We, therefore, find no error in the action of the Court below in sustaining the demurrers to each count of the declaration, and in entering the judgment for the defendant upon the refusal of the plaintiff to amend the declaration. But if the facts set out in the record be true, the plaintiff has substantial grounds of action against the defendant, and it would be a reproach to the administration of justice if he were denied the right to have his case heard upon its merits merely because of errors in the pleading, or mistake of judgment in the pleader in not making the proper amendments. In order to avoid such injustice, it is provided by Art. 5, § 22, Code, 1904, as follows: "In all cases where judgment shall be reversed or affirmed by the Court of Appeals, and it shall appear to the Court that a new trial ought to be had, such new trial shall be awarded, and a certified copy of the opinion and judgment of the Court of Appeals shall be transmitted forthwith to the Court from which the appeal is taken, to the end that said cause may be again tried as if it had never been tried; and no writ of procedendo, with transcript of record, shall be transmitted, as heretofore practiced."

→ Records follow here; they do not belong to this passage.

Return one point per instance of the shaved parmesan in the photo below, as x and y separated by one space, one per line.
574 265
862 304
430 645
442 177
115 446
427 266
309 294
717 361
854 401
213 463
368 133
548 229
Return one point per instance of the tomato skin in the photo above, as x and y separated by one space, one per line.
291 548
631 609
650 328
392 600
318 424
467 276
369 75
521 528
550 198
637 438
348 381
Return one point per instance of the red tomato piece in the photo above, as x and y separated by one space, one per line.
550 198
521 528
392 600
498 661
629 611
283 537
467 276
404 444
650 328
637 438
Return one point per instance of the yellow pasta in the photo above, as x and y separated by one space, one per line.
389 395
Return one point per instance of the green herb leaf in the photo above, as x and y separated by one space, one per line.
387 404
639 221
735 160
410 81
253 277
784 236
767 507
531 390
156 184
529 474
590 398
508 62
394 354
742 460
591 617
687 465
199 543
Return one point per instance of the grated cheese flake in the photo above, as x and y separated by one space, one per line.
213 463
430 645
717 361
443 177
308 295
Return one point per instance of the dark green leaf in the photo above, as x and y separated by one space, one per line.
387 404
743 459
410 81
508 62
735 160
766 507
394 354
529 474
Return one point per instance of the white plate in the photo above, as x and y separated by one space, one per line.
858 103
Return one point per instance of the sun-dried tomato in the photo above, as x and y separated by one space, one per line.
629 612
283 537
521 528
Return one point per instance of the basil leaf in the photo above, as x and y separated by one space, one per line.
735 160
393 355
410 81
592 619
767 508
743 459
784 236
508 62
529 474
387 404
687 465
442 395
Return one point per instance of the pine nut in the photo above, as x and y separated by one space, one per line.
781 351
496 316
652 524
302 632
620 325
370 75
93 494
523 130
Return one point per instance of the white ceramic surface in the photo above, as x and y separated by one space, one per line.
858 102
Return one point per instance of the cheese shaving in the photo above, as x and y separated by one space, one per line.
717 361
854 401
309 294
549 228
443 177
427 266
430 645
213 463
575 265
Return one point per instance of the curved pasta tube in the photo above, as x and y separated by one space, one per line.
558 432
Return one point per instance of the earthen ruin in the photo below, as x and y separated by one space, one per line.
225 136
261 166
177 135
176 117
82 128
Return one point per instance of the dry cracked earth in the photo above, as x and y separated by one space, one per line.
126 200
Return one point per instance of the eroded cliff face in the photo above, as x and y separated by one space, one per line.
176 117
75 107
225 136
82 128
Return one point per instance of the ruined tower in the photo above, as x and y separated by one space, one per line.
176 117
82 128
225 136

It was said in Creager v. Hooper, 83 Md. 504, that under the above quoted section, "this Court is vested with discretionary power when in its judgment the ends of justice will be promoted, to remand a case to the lower Court for trial upon its merits. This is manifestly a case for the exercise of its discretion. The merits of the controversy have never been passed upon by the Court, nor has the case ever been in the condition that they could be passed upon, and not to remand it would be neither more nor less than a denial of justice." The case of the State, use of Dodson v. The Baltimore Lehigh R.R. Co., 77 Md. 489, presented a situation very similar to the one under consideration. In that case the plaintiff had filed an amended declaration to which the defendant demurred. The Court sustained the demurrer and entered judgment for the defendant. The plaintiff appealed. This Court held the pleading insufficient, and affirmed the judgment, but remanded the case for trial upon its merits. JUDGE BRYAN, who delivered the opinion of the Court, said: "We think it just, under the circumstances, to remand the case, in order that the declaration may be amended, and the case be brought to trial on its merits, although we shall affirm the judgment." The circumstances of this case, in our opinion, warrant the exercise of the discretionary power vested in this Court under the Act.
Judgment affirmed and cause remanded for a new trial, the appellant to pay the costs.